Re: [PATCH 06/10] swiotlb: use swiotlb_map_page in swiotlb_map_sg_attrs

From: Robin Murphy
Date: Mon Nov 19 2018 - 14:36:53 EST


On 09/11/2018 16:37, Robin Murphy wrote:
On 09/11/2018 07:49, Christoph Hellwig wrote:
On Tue, Nov 06, 2018 at 05:27:14PM -0800, John Stultz wrote:
But at that point if I just re-apply "swiotlb: use swiotlb_map_page in
swiotlb_map_sg_attrs", I reproduce the hangs.

Any suggestions for how to further debug what might be going wrong
would be appreciated!

Very odd. In the end map_sg and map_page are defined to do the same
things to start with. The only real issue we had in this area was:

"[PATCH v2] of/device: Really only set bus DMA mask when appropriate"

so with current mainline + that you still see a problem, and if you
rever the commit we are replying to it still goes away?

OK, after quite a bit of trying I have managed to provoke a similar-looking problem with straight 4.20-rc1 on my Juno board - so far my "reproducer" is to decompress a ~10GB .tar.xz off an external USB hard disk, wherein after somewhere between 5 minutes and half an hour or so it tends to falls over with xz choking on corrupt data and/or a USB error.

From the presentation, this really smells like there's some corner in which we're either missing cache maintenance or doing it to the wrong address - I've not seen any issues with Juno's main PCIe-attached I/O, but the EHCI here is non-coherent (and 32-bit, so the bus_dma_mask thing doesn't matter) as are the HiKey UFS and SD controller.

I'll keep digging...

OK, having brought my Hikey to life and reproduced John's stall with rc1, what's going on is that at some point dma_map_sg() returns 0, which causes the SCSI/UFS layer to go round in circles repeatedly trying to map the same list(s) equally unsuccessfully.

Why does dma_map_sg() fail? Turns out what we all managed to overlook is that this patch *does* introduce a subtle change in behaviour, in that previously the non-bounced case assigned dev_addr to sg->dma_address without looking at it; now with the swiotlb_map_page() call we check the return value against DIRECT_MAPPING_ERROR regardless of whether it was bounced or not.

Flash back to the other thread when I said "...but I suspect there may well be non-IOMMU platforms where DMA to physical address 0 is a thing :("? I have the 3GB Hikey where all the RAM is below 32 bits so SWIOTLB never ever bounces, but sure enough, guess where that RAM starts...

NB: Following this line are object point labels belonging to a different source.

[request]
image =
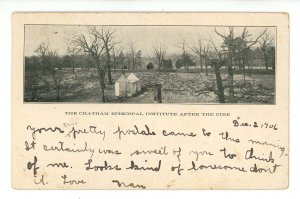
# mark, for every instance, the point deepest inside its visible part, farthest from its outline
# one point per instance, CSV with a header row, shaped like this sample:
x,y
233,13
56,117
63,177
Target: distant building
x,y
134,85
121,87
127,86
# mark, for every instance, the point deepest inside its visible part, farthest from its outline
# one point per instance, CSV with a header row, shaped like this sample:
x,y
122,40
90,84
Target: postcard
x,y
150,101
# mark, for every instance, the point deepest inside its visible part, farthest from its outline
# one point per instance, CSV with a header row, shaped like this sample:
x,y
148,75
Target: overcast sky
x,y
143,37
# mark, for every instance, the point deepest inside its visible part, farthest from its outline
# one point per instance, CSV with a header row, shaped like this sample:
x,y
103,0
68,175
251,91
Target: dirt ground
x,y
83,86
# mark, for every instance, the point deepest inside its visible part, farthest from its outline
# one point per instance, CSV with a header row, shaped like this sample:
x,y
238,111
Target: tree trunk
x,y
219,84
73,68
57,93
201,63
230,82
101,77
266,64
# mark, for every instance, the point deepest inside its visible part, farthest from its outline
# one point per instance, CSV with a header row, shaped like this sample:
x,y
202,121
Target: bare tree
x,y
72,51
159,55
57,72
93,46
42,51
183,46
115,54
133,55
108,39
202,51
217,62
266,44
198,50
235,46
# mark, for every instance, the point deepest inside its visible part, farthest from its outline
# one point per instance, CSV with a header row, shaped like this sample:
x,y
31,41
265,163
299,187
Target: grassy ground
x,y
177,87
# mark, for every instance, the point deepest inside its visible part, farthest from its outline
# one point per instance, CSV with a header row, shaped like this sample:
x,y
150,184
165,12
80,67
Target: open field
x,y
177,87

So in fact it looks like patch #4 technically introduces the first instance of this problem, we're just getting lucky not to hit it with a map_page/map_single case such that direct_mapping_error() would wrongly report failure for page 0. The bad news (for me) is that that can't have anything to do with my apparent memory corruption thing above, so now I still need to figure out what the hell is going on there.

Robin.